I tore my gaze away and changed gears.
‘Hold tight,’ I muttered grimly. ‘We’re outta here!’
Only trouble was that in all the panic I slammed the car into neutral instead of drive, so when I put my foot down on the accelerator all we got was a mega-roar from the engine and no movement whatsoever.
Attracting, of course, the full attention of Paul, who was by now just about level with us. I looked at him, and in the second that our eyes met, I saw a flicker of recognition. I quickly glanced away at the road ahead, hoping I’d looked suitably blank, but not before I’d seen his gaze travel down into the passenger seat . . .
Then I found drive and we shot off, up the street and over an intersection – thank god there
was no car coming along the cross street. I pulled into a space a bit further on and put the Mazda into park. We sat there, trembling, Milly still with both hands clamped over her eyes, like the ‘see no evil’ monkey.
Then, of course, we started to giggle – again.
‘And I had . . . had my hands . . . over my eyes,’ cried Milly.
‘Like a little kid,’ I squeaked, ‘who thinks you can’t see her if she can’t see you . . .’
But in the midst of the hilarity, I suddenly remembered what we were here for. I spun round in my seat and peered through the back window, just in time to see the distant figure of Paul crossing the street and turning into what looked like the end house of a row of matching semis.
‘That’s it,’ I cried, ‘that’s the house he lives in!’
I turned around again and switched off the ignition.
‘Stay here,’ I announced, in mock-heroic tones. ‘Ah’m a-goin’ in!’
Milly stared at me, mouth opening.
‘What?’
I shrugged, suddenly reckless with all the craziness. ‘What the hell! We’ve spent all this time looking, and now we’ve finally found him I might as well go and get the bloody shoe!’
‘But–’
‘No buts,’ I interrupted, opening the door before I lost my nerve. I hopped out, and then leaned in again.

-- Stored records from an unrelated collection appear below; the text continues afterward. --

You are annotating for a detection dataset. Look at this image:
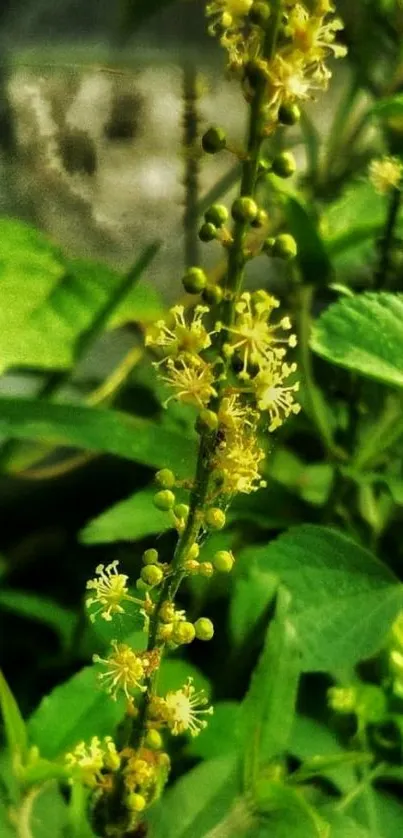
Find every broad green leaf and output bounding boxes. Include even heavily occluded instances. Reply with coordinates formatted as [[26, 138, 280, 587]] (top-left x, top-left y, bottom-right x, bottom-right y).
[[254, 788, 328, 838], [323, 808, 370, 838], [0, 589, 77, 649], [147, 756, 245, 838], [0, 671, 27, 761], [0, 399, 196, 476], [28, 666, 124, 759], [229, 562, 278, 646], [290, 715, 357, 793], [0, 218, 160, 371], [80, 488, 172, 544], [311, 293, 403, 387], [27, 782, 68, 838], [285, 196, 331, 286], [240, 588, 300, 788], [186, 701, 241, 759], [243, 525, 403, 672]]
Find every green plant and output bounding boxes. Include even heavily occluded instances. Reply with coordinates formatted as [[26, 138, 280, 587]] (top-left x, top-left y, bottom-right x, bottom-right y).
[[0, 0, 403, 838]]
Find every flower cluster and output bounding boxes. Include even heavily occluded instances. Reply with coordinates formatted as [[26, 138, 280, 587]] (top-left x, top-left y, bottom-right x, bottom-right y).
[[207, 0, 346, 120]]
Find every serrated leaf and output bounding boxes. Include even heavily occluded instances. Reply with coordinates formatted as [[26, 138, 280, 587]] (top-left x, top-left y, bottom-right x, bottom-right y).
[[186, 701, 241, 759], [0, 670, 28, 760], [147, 756, 243, 838], [243, 525, 403, 672], [28, 666, 125, 759], [80, 488, 173, 544], [0, 399, 196, 477], [0, 218, 160, 371], [240, 588, 300, 787], [311, 293, 403, 387]]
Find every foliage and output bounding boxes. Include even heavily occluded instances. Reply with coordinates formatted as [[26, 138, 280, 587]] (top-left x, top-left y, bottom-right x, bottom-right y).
[[0, 0, 403, 838]]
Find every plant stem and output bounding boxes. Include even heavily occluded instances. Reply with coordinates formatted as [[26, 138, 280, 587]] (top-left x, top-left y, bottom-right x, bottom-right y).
[[130, 0, 282, 747], [374, 188, 401, 291]]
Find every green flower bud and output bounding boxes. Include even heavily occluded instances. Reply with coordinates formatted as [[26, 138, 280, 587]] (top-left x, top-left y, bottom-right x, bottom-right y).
[[263, 236, 276, 256], [249, 0, 270, 27], [202, 125, 226, 154], [272, 233, 298, 262], [273, 151, 297, 178], [245, 58, 267, 88], [205, 506, 225, 530], [201, 285, 223, 306], [278, 105, 301, 125], [142, 547, 158, 564], [140, 564, 164, 586], [198, 408, 218, 431], [199, 562, 214, 579], [213, 550, 235, 573], [182, 268, 207, 294], [204, 204, 229, 227], [172, 620, 196, 645], [144, 728, 164, 751], [187, 542, 200, 559], [199, 221, 217, 242], [231, 197, 259, 222], [252, 210, 269, 227], [153, 489, 175, 512], [126, 792, 146, 812], [174, 503, 189, 518], [195, 617, 214, 640], [155, 468, 175, 489], [257, 157, 273, 175]]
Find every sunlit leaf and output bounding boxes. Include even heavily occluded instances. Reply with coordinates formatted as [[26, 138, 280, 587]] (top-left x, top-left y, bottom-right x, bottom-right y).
[[311, 293, 403, 387]]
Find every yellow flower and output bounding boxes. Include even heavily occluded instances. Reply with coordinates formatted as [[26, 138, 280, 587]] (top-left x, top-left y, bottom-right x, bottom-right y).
[[65, 736, 120, 788], [145, 306, 211, 356], [216, 291, 296, 379], [93, 640, 149, 701], [155, 678, 214, 736], [252, 362, 301, 431], [213, 425, 266, 495], [368, 157, 403, 195], [161, 355, 217, 407], [86, 561, 132, 622]]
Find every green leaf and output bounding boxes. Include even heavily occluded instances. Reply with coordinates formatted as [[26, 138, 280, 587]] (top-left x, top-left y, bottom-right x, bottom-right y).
[[0, 589, 77, 649], [147, 756, 241, 838], [291, 715, 357, 793], [241, 588, 300, 787], [0, 398, 196, 477], [0, 671, 27, 761], [28, 666, 125, 759], [0, 218, 160, 371], [285, 196, 332, 285], [229, 563, 278, 646], [79, 488, 173, 544], [373, 93, 403, 119], [323, 808, 370, 838], [186, 701, 241, 759], [311, 293, 403, 387], [243, 525, 403, 672]]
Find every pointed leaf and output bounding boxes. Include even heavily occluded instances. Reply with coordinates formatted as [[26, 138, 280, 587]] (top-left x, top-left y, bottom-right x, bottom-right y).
[[243, 525, 403, 672], [0, 398, 196, 477]]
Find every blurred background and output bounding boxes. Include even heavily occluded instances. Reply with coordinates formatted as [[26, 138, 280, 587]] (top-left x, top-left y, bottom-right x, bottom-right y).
[[0, 0, 403, 713]]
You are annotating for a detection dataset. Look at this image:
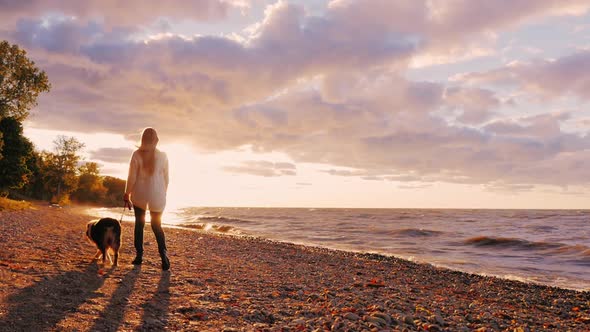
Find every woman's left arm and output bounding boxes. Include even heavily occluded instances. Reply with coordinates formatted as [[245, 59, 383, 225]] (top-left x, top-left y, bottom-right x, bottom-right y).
[[164, 154, 170, 190]]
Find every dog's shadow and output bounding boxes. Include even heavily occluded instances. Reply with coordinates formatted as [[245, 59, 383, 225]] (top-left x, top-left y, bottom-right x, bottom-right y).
[[0, 263, 104, 331]]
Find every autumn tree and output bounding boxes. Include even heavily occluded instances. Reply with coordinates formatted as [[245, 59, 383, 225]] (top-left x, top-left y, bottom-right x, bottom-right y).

‘If I’m not back in ten minutes, call out the guards!’
CHAPTER
THREE
I had been expecting – or rather, bracing myself, heart thumping – for Paul to open the door, so it was a tiny shock when a girl answered. Perhaps a bit older than me, with a round face and shortish dark hair. She looked at me inquiringly – her expression neither friendly nor unfriendly.
‘Oh,’ I said, swallowing. ‘Is Paul in?’
She eyed me up and down for a second and I realised with a little stab of horror that she probably thought I was one of Paul’s conquests. I stared back at her, feeling my face grow hot.
She opened the door wider, turned and sang: ‘Paul – someone here to see you!’
Someone called out from down the end of the passage; someone else laughed. The girl waved a hand.